Youth and adult education programmes are extremely diverse in the ways they are organised and delivered. They cover a wide range of subject matter for a disparate number of participants or learners. This makes the data generation far more complex than that for formal parts of the education system. Guadalupe suggests that the purposesthat the data generation efforts are going to serve are fundamental – is it for evaluation of the learner i.e. their attendance, success, or competence levels; for the assessment of quality of the programme; for financing purposes; for allocation of resources; or for reporting to funders? Although he did not mention it, it could also be for advocacy so as to try to mobilise more political support and resources for the field. He emphasises that a substantive and explicit description of the purposes is the cornerstone of any data generation endeavour. The purposes will determine the decisions on what data should be produced, how that data should be generated, compiled, analysed and reported.

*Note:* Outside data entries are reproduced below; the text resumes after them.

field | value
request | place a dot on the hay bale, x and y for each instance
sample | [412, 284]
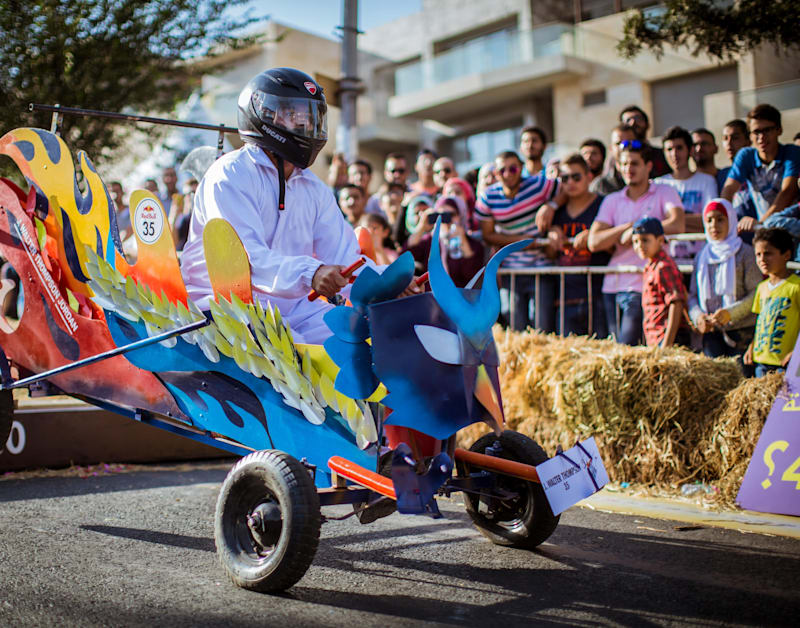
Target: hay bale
[650, 409]
[725, 452]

Guadalupe suggests three main categories that can be used for data generation – these relate to whether there is formal certification for the programmes or not. Those programmes that are most similar to formal education systems are easiest from data generation perspectives; the more informal the programme the more difficult it is to generate data in conventional ways. He suggests that Household Surveys could be used for generation of some of the data. While he does not mention this explicitly, the data generation used for the GRALE Report includes other data sources from `health and well-being`, `employment and labour market` and `social, civic and community life`. In other words, youth and adult education is inter-sectoral and data generation must maximise relevant data that has been generated in other discrete areas of activity.

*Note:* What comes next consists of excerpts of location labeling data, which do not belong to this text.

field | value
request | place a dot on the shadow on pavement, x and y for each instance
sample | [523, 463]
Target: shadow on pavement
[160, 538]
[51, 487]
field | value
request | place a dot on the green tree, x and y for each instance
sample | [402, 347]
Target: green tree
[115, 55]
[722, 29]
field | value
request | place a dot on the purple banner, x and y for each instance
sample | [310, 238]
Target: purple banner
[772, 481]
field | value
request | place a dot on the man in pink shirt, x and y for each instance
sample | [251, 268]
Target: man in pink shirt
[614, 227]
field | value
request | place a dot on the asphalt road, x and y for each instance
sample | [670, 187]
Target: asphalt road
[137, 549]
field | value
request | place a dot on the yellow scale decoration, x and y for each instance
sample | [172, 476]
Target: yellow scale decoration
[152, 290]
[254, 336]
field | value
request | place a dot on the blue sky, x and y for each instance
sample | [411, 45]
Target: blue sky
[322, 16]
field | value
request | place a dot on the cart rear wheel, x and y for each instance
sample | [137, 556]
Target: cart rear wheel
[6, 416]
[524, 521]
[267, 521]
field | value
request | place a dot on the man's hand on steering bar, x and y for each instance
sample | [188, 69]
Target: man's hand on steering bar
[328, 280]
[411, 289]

One of the issues which Guadalupe does not highlight specifically is the difficulties presented by the multiple definitions of youth and adult education. Without a common understanding of the unit of analysis, it is difficult to generate and use data for comparative purposes. (We made this argument in a recent article: Walters S. & von Kotze A., 2018 “If you can’t measure it, it doesn’t exist”? Popular education in the shadows of global reporting on adult learning and education. Studies in Education of Adults, UK, Taylor and Francis.) The diversity of youth and adult education calls for innovative thinking about data generation – as Aaron Benavot was heard to say at a recent conference, we need ‘out of the box’ thinking for the field, `like using a platform similar to ‘Wikipedia’ for youth and adult education`! Cesar Guadalupe offers a very helpful introduction to several of the challenges regarding data production. He warns wisely, that if you can’t generate data in an appropriate way, it may well be better not to produce any – at least you will know that you have a major gap that needs to be filled responsibly! What do you think?